Neither has Nato ‘ushered in what is now approaching three-quarters of a century of peace between the nations of Europe’. Nato’s bombardment of Yugoslavia in 1999 was the first military attack on a sovereign European country since the end of World War II. It took place without UN approval and is widely regarded as illegal under international law.
Even Denis Healey, who Starmer describes as a ‘giant of the Labour movement’, argued: ‘It was a terrible mistake to attack a sovereign state without even consulting the United Nations… we should have asked Richard Holbrooke [US ambassador to the UN] to have another go at negotiation.’
In contradistinction to the benign picture Starmer seeks to paint, Nato’s evolution includes:
- The North Atlantic Alliance is a nuclear-armed alliance committed to using nuclear weapons pre-emptively in a military conflict whether or not its adversaries possess nuclear weapons. Since the 1950s, Nato has rejected successive calls to adopt a nuclear no-first use policy.
- Declassified US documents testify to the fact that the use of nuclear weapons was actively considered during Nato’s first military engagement, the Korean war of 1950-53.
- The Warsaw Pact dissolved in July 1991 after the collapse of the Soviet Union. By contrast Nato extended its area of operations. In the ensuing three decades, it has expanded its mission statement and enlarged its membership.

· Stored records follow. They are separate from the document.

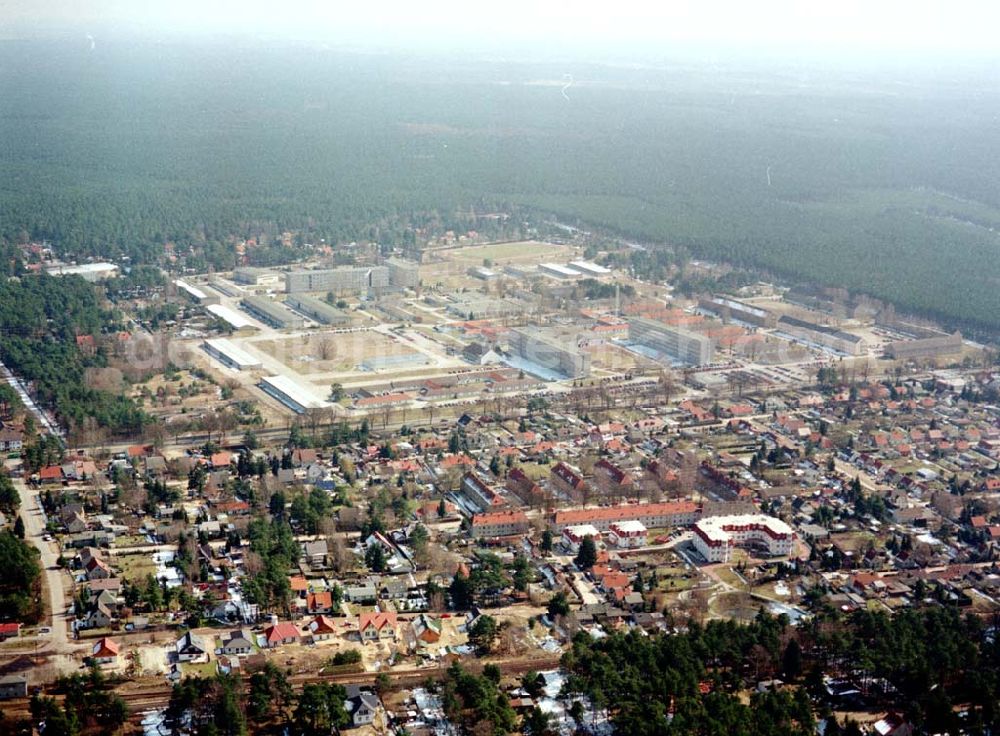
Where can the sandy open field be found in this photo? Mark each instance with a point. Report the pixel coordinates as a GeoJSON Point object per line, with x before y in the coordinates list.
{"type": "Point", "coordinates": [329, 352]}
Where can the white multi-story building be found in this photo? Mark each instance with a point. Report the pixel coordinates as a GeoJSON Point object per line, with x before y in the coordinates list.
{"type": "Point", "coordinates": [715, 537]}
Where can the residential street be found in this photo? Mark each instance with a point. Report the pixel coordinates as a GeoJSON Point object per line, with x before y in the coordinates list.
{"type": "Point", "coordinates": [55, 578]}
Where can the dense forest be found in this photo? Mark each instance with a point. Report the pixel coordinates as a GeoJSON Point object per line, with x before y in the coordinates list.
{"type": "Point", "coordinates": [884, 182]}
{"type": "Point", "coordinates": [40, 318]}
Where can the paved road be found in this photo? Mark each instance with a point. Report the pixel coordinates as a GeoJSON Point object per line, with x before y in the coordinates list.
{"type": "Point", "coordinates": [34, 528]}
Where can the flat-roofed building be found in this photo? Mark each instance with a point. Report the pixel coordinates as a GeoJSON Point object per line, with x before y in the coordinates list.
{"type": "Point", "coordinates": [652, 515]}
{"type": "Point", "coordinates": [289, 392]}
{"type": "Point", "coordinates": [196, 294]}
{"type": "Point", "coordinates": [549, 353]}
{"type": "Point", "coordinates": [678, 343]}
{"type": "Point", "coordinates": [732, 308]}
{"type": "Point", "coordinates": [479, 493]}
{"type": "Point", "coordinates": [272, 313]}
{"type": "Point", "coordinates": [317, 309]}
{"type": "Point", "coordinates": [630, 534]}
{"type": "Point", "coordinates": [559, 271]}
{"type": "Point", "coordinates": [715, 537]}
{"type": "Point", "coordinates": [256, 276]}
{"type": "Point", "coordinates": [230, 316]}
{"type": "Point", "coordinates": [499, 524]}
{"type": "Point", "coordinates": [823, 335]}
{"type": "Point", "coordinates": [589, 268]}
{"type": "Point", "coordinates": [573, 536]}
{"type": "Point", "coordinates": [342, 280]}
{"type": "Point", "coordinates": [230, 354]}
{"type": "Point", "coordinates": [403, 274]}
{"type": "Point", "coordinates": [86, 271]}
{"type": "Point", "coordinates": [927, 347]}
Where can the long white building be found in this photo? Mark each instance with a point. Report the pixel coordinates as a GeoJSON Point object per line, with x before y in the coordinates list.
{"type": "Point", "coordinates": [292, 394]}
{"type": "Point", "coordinates": [679, 343]}
{"type": "Point", "coordinates": [230, 354]}
{"type": "Point", "coordinates": [716, 537]}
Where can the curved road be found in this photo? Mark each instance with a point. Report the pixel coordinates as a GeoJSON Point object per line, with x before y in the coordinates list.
{"type": "Point", "coordinates": [55, 578]}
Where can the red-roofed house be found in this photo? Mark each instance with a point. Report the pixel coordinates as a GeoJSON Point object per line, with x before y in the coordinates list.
{"type": "Point", "coordinates": [322, 628]}
{"type": "Point", "coordinates": [499, 524]}
{"type": "Point", "coordinates": [281, 633]}
{"type": "Point", "coordinates": [319, 602]}
{"type": "Point", "coordinates": [50, 474]}
{"type": "Point", "coordinates": [376, 626]}
{"type": "Point", "coordinates": [9, 631]}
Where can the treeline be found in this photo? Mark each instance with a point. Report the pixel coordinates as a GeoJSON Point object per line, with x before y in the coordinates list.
{"type": "Point", "coordinates": [876, 193]}
{"type": "Point", "coordinates": [920, 663]}
{"type": "Point", "coordinates": [40, 317]}
{"type": "Point", "coordinates": [225, 706]}
{"type": "Point", "coordinates": [20, 584]}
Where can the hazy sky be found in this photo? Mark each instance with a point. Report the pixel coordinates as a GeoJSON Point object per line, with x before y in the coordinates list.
{"type": "Point", "coordinates": [887, 25]}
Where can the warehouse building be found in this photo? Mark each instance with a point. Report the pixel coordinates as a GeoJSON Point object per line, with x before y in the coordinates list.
{"type": "Point", "coordinates": [317, 309]}
{"type": "Point", "coordinates": [195, 294]}
{"type": "Point", "coordinates": [822, 335]}
{"type": "Point", "coordinates": [272, 313]}
{"type": "Point", "coordinates": [500, 524]}
{"type": "Point", "coordinates": [588, 268]}
{"type": "Point", "coordinates": [256, 277]}
{"type": "Point", "coordinates": [558, 271]}
{"type": "Point", "coordinates": [87, 271]}
{"type": "Point", "coordinates": [746, 313]}
{"type": "Point", "coordinates": [549, 353]}
{"type": "Point", "coordinates": [927, 347]}
{"type": "Point", "coordinates": [295, 396]}
{"type": "Point", "coordinates": [230, 354]}
{"type": "Point", "coordinates": [226, 287]}
{"type": "Point", "coordinates": [678, 343]}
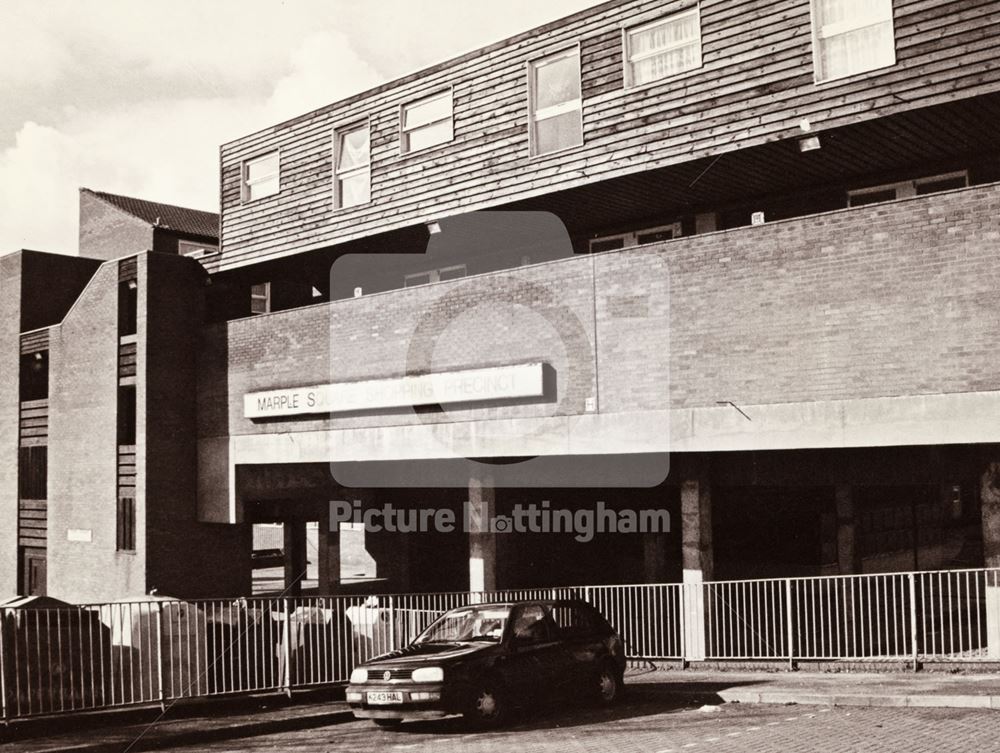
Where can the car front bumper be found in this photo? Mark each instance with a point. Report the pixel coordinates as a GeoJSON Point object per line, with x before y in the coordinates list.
{"type": "Point", "coordinates": [420, 701]}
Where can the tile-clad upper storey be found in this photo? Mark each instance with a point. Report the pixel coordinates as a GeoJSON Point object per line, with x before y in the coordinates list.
{"type": "Point", "coordinates": [624, 87]}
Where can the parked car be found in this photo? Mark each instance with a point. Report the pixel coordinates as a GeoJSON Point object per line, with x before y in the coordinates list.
{"type": "Point", "coordinates": [482, 660]}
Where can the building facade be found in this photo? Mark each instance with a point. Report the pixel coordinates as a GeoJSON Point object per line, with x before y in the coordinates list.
{"type": "Point", "coordinates": [733, 261]}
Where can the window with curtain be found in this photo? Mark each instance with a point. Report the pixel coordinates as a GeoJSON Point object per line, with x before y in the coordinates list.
{"type": "Point", "coordinates": [663, 48]}
{"type": "Point", "coordinates": [556, 104]}
{"type": "Point", "coordinates": [352, 166]}
{"type": "Point", "coordinates": [426, 122]}
{"type": "Point", "coordinates": [852, 36]}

- There are currently 30 Nato member states. Additionally, Nato works with 40 non-member partner states across the globe on a wide range of political and security-related issues. Full Nato members in East Europe include Poland, Hungary, Czech Republic, Bulgaria, Rumania, and Albania, and the Baltic states of Estonia, Latvia, and Lithuania which border Russia. Nato partners with borders on Russia include Finland, Belarus, Ukraine, and Kazakhstan. Russia’s near abroad – Armenia, Azerbaijan, Georgia, Kyrgyz Republic, Tajikistan, Turkmenistan, and Uzbekistan – are also Nato partners.
- Three Nato members are nuclear weapons states – Britain, France and the US. Five European members – Belgium, Germany, Italy, Netherlands, and Turkey – host US nuclear weapons on their territories and are pledged to deploy them if Nato so commands.
Tensions between Nato and Russia have been building for three decades. Ukraine must not become the pretext for a military clash between two nuclear armed adversaries.
Labour CND calls for de-escalation and dialogue, not a build-up of armaments and troops leading to the brink of a war in which the people of Ukraine will be the losers. This is a strategy of sanity, in contrast to the military posturings of Britain and the US which fan the flames of war in Europe.